Um dia após o Supremo Tribunal Federal condená-lo a quatro anos e dois meses de prisão em regime semiaberto, o ex-deputado Eduardo Bolsonaro divulgou um vídeo nas redes sociais no qual solicita ao presidente americano Donald Trump a reimposição de sanções contra o ministro Alexandre de Moraes.
No material publicado em inglês no X, com duração superior a cinco minutos, Eduardo se declara orgulhoso de sua atuação nos Estados Unidos em defesa do Brasil e acusa Moraes de violar direitos humanos. Ele pediu expressamente a retomada da Lei Magnitsky, ferramenta usada para punir autoridades estrangeiras por abusos.
“Não deixem que um ditador como Alexandre de Moraes tome conta do país. Presidente Trump, por favor, retome a Lei Magnitsky. Esses caras são violadores de direitos humanos”, afirmou o ex-parlamentar. Ele alertou ainda que uma eventual volta de uma administração de esquerda nos EUA poderia resultar em perseguição contra Trump e sua equipe.
A condenação, decidida por unanimidade, decorre de acusações de que Eduardo tentou coagir ministros do STF e articulou sanções internacionais contra o Judiciário brasileiro para interferir no julgamento da trama golpista — caso em que seu pai, Jair Bolsonaro, recebeu pena de 27 anos de prisão. Além da prisão, o ex-deputado foi multado em 100 salários mínimos, declarado inelegível por oito anos e perdeu o cargo de escrivão da Polícia Federal.
Eduardo sustenta que a decisão representa retaliação política por seu trabalho junto a autoridades americanas, incluindo contatos no Congresso e na Casa Branca. Ele questionou a validade do processo, alegando ausência de notificação oficial por carta rogatória, apesar de seu endereço ser público. Segundo ele, tomou conhecimento da condenação apenas pela imprensa e pelas redes sociais.

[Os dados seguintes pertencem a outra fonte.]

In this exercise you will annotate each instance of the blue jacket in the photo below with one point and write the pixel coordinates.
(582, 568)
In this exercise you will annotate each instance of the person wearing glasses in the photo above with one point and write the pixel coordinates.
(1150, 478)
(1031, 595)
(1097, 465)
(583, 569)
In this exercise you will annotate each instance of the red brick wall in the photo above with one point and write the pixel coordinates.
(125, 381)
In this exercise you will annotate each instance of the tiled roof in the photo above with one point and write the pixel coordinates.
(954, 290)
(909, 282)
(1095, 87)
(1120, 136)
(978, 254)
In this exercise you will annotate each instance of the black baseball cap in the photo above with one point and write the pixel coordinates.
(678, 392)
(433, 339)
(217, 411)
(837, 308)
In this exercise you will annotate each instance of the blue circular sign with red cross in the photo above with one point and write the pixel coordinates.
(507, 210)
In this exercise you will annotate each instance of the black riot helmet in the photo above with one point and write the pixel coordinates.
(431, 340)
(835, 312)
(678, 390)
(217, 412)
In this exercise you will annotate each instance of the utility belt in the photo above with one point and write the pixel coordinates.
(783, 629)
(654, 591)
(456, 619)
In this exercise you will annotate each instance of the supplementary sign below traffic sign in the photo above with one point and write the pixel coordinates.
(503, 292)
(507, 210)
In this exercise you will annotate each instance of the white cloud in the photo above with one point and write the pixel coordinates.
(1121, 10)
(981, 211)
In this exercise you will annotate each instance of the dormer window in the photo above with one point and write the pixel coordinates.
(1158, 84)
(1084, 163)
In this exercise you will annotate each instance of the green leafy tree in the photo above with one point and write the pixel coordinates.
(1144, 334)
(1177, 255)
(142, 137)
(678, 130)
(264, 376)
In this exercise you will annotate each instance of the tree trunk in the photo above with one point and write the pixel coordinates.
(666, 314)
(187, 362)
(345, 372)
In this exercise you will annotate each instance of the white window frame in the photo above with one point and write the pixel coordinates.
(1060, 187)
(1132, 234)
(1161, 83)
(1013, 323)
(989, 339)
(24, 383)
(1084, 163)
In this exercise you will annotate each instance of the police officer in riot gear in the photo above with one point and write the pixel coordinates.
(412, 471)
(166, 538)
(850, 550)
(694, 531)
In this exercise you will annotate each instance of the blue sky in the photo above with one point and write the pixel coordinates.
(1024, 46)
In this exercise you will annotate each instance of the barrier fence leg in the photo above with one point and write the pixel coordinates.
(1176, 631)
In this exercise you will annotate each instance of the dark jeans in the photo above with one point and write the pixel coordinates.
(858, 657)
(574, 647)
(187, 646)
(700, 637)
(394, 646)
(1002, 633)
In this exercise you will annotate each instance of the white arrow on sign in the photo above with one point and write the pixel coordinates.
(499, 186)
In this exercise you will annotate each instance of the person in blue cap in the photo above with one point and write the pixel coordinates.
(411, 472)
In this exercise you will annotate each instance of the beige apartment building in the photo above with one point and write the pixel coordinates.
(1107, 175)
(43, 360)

O ex-deputado também comparou sua situação com a de outros aliados bolsonaristas que vivem no exterior e não foram extraditados, citando Carla Zambelli na Itália, Oswaldo Eustáquio na Espanha, Allan dos Santos nos EUA e mais de 60 brasileiros na Argentina. Para ele, isso demonstra que outros países não reconhecem as ações de quem chamou de “ministro louco”.
No vídeo, Eduardo projetou ainda uma vitória eleitoral de seu irmão Flávio Bolsonaro em outubro, capaz de restaurar alianças internacionais e conceder indulto a ele e ao pai por “crimes que não cometeu”.
A sentença mantém o foco no crime de coação no curso do processo, distinguindo-o de ameaça direta a julgadores. O ministro Alexandre de Moraes, em seu voto, reforçou que não há confusão entre vítima e julgador, pois a vítima é a própria administração da justiça.
O episódio reforça as tensas relações entre o clã Bolsonaro e o Supremo, com Eduardo posicionando sua atuação internacional como motivo central da punição. Até o momento, não há manifestação oficial da Casa Branca sobre o apelo.